The price of Brent crude plummeted under $16 a barrel on Wednesday, its lowest price since 1999.
Although it picked up to $20.88 a barrel later in the day it marks an unprecedented loss in value for Brent crude as the US market is also hit hard by oversupply.
The West Texas Intermediate (WTI) fell to a historic low of -$40 a barrel on Monday, with producers technically paying buyers to take oil off their hands.
The US oil storage facilities are at full capacity while producers have continued to pump out oil. Saudi Arabia and the UAE flooded the market with oil earlier this year, following a price war with Russia.

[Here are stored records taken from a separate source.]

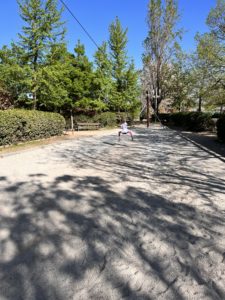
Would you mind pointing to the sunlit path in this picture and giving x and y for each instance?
(99, 219)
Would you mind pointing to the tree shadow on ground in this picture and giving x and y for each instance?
(115, 236)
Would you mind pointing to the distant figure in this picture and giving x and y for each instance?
(125, 130)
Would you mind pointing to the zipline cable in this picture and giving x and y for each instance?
(75, 18)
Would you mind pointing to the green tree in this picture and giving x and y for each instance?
(180, 81)
(160, 46)
(14, 76)
(103, 75)
(124, 76)
(211, 50)
(82, 92)
(42, 30)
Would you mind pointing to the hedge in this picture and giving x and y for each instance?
(193, 121)
(220, 126)
(24, 125)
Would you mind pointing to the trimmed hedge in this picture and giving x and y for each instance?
(25, 125)
(193, 121)
(220, 125)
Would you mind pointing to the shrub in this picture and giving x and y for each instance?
(24, 125)
(220, 125)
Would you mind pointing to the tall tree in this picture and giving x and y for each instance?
(211, 50)
(180, 81)
(159, 46)
(82, 92)
(43, 28)
(123, 72)
(103, 75)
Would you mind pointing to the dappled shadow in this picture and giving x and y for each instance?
(144, 223)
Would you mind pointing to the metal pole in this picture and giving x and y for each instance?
(148, 112)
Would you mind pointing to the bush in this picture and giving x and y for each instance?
(194, 121)
(220, 125)
(25, 125)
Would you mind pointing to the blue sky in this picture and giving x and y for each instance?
(96, 16)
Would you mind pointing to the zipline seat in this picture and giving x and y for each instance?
(87, 126)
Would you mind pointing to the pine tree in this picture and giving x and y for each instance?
(103, 75)
(118, 53)
(160, 45)
(42, 30)
(81, 91)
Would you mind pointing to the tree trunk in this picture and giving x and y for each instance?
(200, 104)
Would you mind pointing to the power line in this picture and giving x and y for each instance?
(87, 33)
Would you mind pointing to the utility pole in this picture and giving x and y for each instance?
(148, 112)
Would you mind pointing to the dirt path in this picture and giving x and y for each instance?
(92, 218)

Meanwhile, lockdowns for around half the world's population has seen demand for oil severely diminish.
Experts believe the low Brent prices - which are still above US oil levels - could indicate storage problems in the market and could possibly even go into the zero dollars mark.
"If global storage is running out – and that is what the Brent trade is starting to suggest – then there will be no bid and prices could hit zero," Neil Wilson, chief market analyst at Markets.com told The Independent.